"Are you a wizard with words? Do you like money without caring how you get it? You could be in luck now that a new role in cybercrime appears to have opened up - poetic LLM jailbreaking. A research team in Italy published a paper this week, with one of its members saying that the "findings are honestly wilder than we expected.""
"1,200 human-written malicious prompts taken from the MLCommons AILuminate library were plugged into the most widely used AI models, and on average these only bypassed the guardrails - or "jailbroke" them - around 8 percent of the time. However, when those prompts were converted into "semantically parallel" poetic prose by a human, the success of the various attacks increased significantly. When these prompts were manually converted into poetry, the average success of attacks surged to 62 percent across all 25 models the researchers tested."

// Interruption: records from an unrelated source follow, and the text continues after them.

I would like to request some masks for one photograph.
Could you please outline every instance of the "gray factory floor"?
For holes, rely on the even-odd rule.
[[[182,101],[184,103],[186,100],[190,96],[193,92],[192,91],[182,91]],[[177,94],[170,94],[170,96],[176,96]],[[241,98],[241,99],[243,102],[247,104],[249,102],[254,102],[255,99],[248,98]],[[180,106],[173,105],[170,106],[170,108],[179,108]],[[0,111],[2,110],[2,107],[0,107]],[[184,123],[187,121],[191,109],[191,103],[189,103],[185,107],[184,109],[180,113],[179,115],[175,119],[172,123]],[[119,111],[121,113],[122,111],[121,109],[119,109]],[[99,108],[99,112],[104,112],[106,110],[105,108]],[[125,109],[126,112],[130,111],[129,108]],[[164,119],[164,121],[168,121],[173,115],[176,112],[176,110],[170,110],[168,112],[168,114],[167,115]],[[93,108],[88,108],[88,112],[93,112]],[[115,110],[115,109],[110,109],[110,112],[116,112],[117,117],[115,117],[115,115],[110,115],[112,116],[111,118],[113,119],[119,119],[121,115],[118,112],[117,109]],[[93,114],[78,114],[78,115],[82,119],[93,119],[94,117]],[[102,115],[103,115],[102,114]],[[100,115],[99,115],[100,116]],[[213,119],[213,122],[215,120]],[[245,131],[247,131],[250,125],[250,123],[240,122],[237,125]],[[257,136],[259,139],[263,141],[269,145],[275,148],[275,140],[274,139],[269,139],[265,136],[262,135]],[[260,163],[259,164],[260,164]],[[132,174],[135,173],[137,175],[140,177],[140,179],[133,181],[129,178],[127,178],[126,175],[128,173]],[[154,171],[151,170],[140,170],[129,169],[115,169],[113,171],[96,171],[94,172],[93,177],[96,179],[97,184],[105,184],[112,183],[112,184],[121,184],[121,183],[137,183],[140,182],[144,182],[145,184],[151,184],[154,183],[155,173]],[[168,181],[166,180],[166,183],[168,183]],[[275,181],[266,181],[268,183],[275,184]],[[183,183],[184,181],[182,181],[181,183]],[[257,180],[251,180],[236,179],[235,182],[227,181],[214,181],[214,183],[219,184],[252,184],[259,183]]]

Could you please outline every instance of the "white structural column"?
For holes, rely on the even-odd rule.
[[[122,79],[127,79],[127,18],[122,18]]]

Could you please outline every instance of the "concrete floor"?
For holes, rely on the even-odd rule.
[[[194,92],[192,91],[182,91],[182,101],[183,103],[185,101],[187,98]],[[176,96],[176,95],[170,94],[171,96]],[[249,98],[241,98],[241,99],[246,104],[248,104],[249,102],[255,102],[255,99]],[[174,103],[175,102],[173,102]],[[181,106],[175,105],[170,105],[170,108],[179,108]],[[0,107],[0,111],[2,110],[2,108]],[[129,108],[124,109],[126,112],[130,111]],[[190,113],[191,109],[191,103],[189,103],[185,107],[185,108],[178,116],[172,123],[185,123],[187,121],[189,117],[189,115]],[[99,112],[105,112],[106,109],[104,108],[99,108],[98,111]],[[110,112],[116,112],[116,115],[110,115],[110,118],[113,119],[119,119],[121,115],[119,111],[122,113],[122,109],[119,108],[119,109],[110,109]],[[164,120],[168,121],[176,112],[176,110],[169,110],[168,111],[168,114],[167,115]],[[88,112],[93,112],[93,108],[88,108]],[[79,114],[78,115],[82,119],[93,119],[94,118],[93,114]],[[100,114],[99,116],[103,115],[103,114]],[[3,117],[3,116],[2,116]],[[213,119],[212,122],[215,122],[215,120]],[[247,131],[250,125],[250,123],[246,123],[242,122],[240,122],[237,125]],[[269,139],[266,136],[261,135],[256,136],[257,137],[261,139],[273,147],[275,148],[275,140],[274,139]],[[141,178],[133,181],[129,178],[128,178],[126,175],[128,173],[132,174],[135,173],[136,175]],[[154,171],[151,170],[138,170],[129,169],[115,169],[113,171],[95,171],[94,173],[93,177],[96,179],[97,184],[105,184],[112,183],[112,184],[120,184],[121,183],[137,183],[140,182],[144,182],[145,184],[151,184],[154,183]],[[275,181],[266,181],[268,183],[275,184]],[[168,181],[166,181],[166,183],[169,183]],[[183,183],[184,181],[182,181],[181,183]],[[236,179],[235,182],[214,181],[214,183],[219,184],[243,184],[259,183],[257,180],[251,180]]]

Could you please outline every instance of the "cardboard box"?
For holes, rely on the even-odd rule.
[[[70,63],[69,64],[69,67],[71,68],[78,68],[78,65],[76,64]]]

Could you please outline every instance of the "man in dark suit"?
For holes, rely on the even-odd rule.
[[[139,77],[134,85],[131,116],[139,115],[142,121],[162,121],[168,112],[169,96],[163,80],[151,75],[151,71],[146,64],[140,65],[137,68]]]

Converting human-written malicious prompts into semantically parallel poetic prose substantially increases the success rate of jailbreaking top AI models. Using 1,200 malicious prompts from the MLCommons AILuminate library produced a baseline bypass rate near 8 percent. Manual poetic conversion raised average attack success to 62 percent across 25 models, with some models exceeding 90 percent. AI-assisted poetic translation also increased success, with an average rise of 43 percent. Attack categories included cybercrime (code generation, password cracking, malware), harmful manipulation (social engineering, fraud), CBRN threats, and loss of AI control (self-replication, autonomy drift).